CustomStemming
The name of a custom stemming library to use for stemming in this language.
The custom stemming library is an external shared library that performs stemming. You can create a custom stemming library when you want to modify the default IDOL stemming and using a StemmingFile is not sufficiently flexible.
Details of the interface to use to create a custom stemming library is provided on the Micro Focus IDOL public github site, https://github.com/microfocus-idol/idol-custom-stemming-example/.
When you configure a custom stemming library for a language, IDOL Server attempts to load it and uses it each time it needs to stem terms in that language.
The custom stemming interface allows the stemming library to indicate that it cannot stem a term, in which case IDOL falls back on the built-in stemming for that language, unless you also set Stemming to False
for the language. Setting Stemming to False
does not disable the custom stemming library. You can also configure both a custom stemming library and a StemmingFile. In this case, stems in the file take precedence.
It is possible for a custom stemming library to return multiple stemmed forms for a single term. This behavior is not possible with either built-in stemming algorithms or a StemmingFile. When there are multiple stems:
- Documents that contain a term with multiple stems match any of the stems in query text.
- Query terms with multiple stems match documents that contain any of the stems.
For example, the English word wound might stem to both WOUND
and WIND
.
- Documents that contain wound match queries for wounded or winds.
- Queries for wound match documents that contain either wounded or winds.
NOTE: This example assumes there are also normal English stemming rules to strip suffixes such as -ed or -s.
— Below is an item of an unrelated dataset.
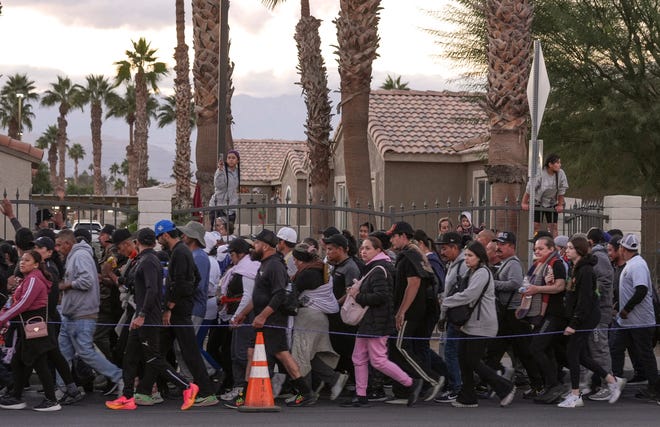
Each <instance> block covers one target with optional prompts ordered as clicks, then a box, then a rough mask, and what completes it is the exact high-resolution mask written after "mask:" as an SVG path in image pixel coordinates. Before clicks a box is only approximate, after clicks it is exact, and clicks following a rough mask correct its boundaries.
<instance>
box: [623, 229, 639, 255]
mask: <svg viewBox="0 0 660 427" xmlns="http://www.w3.org/2000/svg"><path fill="white" fill-rule="evenodd" d="M619 244H620V245H621V246H623V247H624V248H626V249H628V250H629V251H638V250H639V239H638V238H637V236H635V235H634V234H632V233H628V234H626V235H625V236H623V238H622V239H621V240H620V241H619Z"/></svg>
Multiple stems work as expected with Boolean, phrase and proximity search. However, some term actions are limited:
-
TermGetInfo returns only the primary stem for a term by default (the first stem that the library returns).
-
TermExpand with Expansion set to
stem
considers only the primary stems.
IDOL Server also applies only primary stems to hyphen chunks and proper names terms (when you enable HyphenChars or ProperNames, respectively for the language).
Type: | String |
Default: | |
Required: | No |
Configuration Section: | MyLanguage
|
Example: | [English]
In this example, IDOL Server attempts to load an external library called mycustomstemmer.dll (Windows) or libmycustomstemmer.so (non-Windows) from the configured LanguageDirectory, and uses it for stemming in English text. |
See Also: | Stemming
StemmingFile |
NOTE: If you change this setting after you have indexed content into IDOL Server, the new setting applies only to new content, and the server logs a warning. To clear the warning and ensure that your change applies to all your content, you must initialize your index and reindex the content.